In Egyptian mythology the Sun god Ra rolled across the sky each day, transforming both bodies and souls. In some accounts Ra was born every morning, then rolled by a scarab, growing until noon, and declining and dying as an old man as the sun went down, only to be reborn the following dawn. The god of the dawn, Khepri, was also the god of transformations. His symbol was the scarab, as the beetle, which lays its eggs in dung and dead bodies, also transforms and is reborn of itself.

This scarab came from the British Museum gift shop; I think I bought it in the early seventies. It’s made from resin, with some quite unconvincing Egyptian-looking script on the base.

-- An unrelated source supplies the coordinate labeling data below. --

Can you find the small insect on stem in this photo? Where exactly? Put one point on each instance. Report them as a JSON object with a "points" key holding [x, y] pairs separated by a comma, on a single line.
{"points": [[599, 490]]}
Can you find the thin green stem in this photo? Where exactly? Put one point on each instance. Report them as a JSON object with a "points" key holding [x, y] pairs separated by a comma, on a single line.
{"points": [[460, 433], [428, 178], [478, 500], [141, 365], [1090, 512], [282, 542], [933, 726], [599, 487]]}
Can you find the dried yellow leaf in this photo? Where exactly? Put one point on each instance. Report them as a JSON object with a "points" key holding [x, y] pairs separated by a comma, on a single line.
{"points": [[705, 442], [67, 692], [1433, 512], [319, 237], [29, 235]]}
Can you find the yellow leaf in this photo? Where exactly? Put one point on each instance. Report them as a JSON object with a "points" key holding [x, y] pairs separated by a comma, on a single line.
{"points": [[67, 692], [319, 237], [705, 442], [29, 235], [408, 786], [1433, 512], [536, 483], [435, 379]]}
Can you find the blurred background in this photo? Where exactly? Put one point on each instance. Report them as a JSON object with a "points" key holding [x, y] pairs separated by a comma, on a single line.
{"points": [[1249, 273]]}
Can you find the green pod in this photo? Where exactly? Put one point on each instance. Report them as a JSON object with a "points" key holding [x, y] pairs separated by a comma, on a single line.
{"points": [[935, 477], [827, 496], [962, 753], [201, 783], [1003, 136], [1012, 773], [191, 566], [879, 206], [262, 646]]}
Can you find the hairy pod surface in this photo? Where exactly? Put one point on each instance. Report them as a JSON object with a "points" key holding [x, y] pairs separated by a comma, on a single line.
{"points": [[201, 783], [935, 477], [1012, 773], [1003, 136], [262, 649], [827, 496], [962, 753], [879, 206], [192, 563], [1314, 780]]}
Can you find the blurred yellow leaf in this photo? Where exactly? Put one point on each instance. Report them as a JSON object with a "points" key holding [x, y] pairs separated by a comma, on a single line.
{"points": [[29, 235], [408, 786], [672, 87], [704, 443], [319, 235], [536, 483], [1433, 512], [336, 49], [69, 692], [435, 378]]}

This one I picked up in a charity shop, some time in the past ten years, and would have been no more than a couple of quid. It is also resin, and also has vaguely hieroglyphic script on the base. It makes a nice paperweight.

This is Anubis, one of the gods of the dead. Anubis, the jackal-headed, accompanied the souls of the dead in the Afterlife, taking them to the scale where the hearts were weighed against Ma’at (depicted as an ostrich feather), to decide if they were worthy enough to pass on into the Underworld. Anubis is black to represent rotting flesh and the black soil of the Nile, symbol, again, of rebirth. This tourist trinket is painted plaster, and is based on a statue found in the tomb of Tutankhamun. I need to restore the broken ear.

There is a lot of old tut written about the curse of Tutankhamun. The team excavating the tomb put the story about to keep robbers from plundering the site, but the story of the curse gained ground when the financier of the expedition, Lord Carnarvon, died from blood poisoning six weeks after the opening of the vault. Of the 58 people present when the sarcophagus was opened, only eight died in the following twelve years. Howard Carter, leader of the team, died in 1939 – seventeen years after the discovery. I have been trying, in vain, to find a newspaper report of the death of Richard Adamson, who was a British soldier and the principal guard of the site, who spent seven years sleeping in the crypt, and who was the last surviving member of the expedition. I think the story may well be apocryphal, but I remember seeing somewhere that, when Adamson died, aged 81, in 1982, some wag reported his passing with the headline, “Curse of Tutankhamun strikes again”.